Thanks to his continued search for knowledge, Gupta was soon able to quit his day job and found his company Business Research Services. Hiring his first employees and moving out of his garage, Gupta was able to teach others his technique for gathering marketing information for customer acquisition and set them to the task of meticulously assembling lists for other industries. After over a decade, Gupta’s company had managed to compound the entire Yellow Pages in their databases, and had widened its scope considerably. In 1992 it made its debut on the New York Stock Exchange, now operating under the name American Business Information, and saw even more explosive growth as it began acquiring key competitors and moving into new markets as the rapid growth of the internet brought with it the necessity for new methods of dispersing and acquiring information. After 35 years of building the company from a small project in his garage to a global business (now called infoGroup due to its international scale) Vinod Gupta’s commitment to continue learning saw him move on from the business he created, founding the investment company Everest Group and Infofree, a company that enables salespeople and businesses to find sales leads, and grow their sales.

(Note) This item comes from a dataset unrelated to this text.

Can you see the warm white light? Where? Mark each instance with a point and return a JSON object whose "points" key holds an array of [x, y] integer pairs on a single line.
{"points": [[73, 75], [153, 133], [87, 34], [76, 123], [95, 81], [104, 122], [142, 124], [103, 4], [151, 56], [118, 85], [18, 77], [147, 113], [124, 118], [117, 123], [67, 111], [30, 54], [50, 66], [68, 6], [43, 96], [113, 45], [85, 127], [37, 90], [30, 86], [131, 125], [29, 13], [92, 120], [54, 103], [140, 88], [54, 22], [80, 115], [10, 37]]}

Thanks to the success of Gupta’s small company, he was earning more than he had ever fathomed. However, just because he was still in the height of his career and taking new opportunities to learn and grow, didn’t mean for him that it was still time to hoard his wealth. On July 4th 1997, he established the Vinod Gupta Charitable Foundation. The overarching aim of the foundation was to empower women and girls of marginalized groups through sustainable initiatives in the field of education, enabling them to be economically and socially secure, but it has also made large contributions to education as a whole as well.

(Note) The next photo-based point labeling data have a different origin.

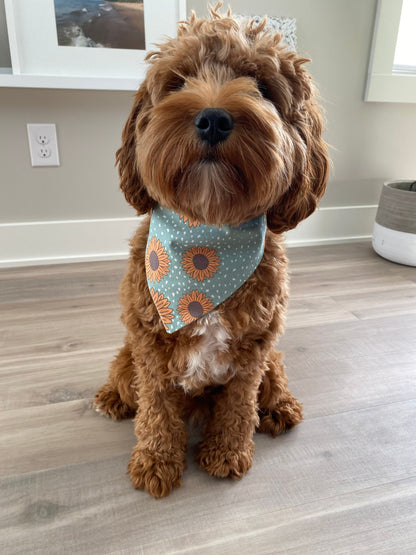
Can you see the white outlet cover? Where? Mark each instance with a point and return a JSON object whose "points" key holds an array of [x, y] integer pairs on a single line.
{"points": [[48, 130]]}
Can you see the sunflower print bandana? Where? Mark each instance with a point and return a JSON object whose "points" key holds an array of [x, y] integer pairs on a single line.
{"points": [[191, 267]]}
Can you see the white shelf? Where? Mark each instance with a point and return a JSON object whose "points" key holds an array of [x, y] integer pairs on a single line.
{"points": [[8, 79]]}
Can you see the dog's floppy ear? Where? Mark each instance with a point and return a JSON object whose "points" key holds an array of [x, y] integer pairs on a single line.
{"points": [[311, 166], [131, 182]]}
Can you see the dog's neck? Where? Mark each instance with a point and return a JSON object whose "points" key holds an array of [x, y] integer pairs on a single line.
{"points": [[191, 267]]}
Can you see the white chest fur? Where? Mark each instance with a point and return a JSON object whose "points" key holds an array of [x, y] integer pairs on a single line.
{"points": [[207, 361]]}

Through Gupta, one can see how the philosophy of “learn, earn and return” can be evolved past its linear past. Instead, it should be seen as cyclical in nature, which each lesson learned leading to earning that which can be returned, which in turn promotes more learning. The Vinod Gupta Charitable Foundation has donated over $50 million toward various philanthropic endeavors since it was established, but at age 78 Gupta has shown no sign of slowing down or retiring. He knows that there is no need for learning from the world around us, earning what we deserve from hard work, or returning the gifts we have been afforded to be mutually exclusive.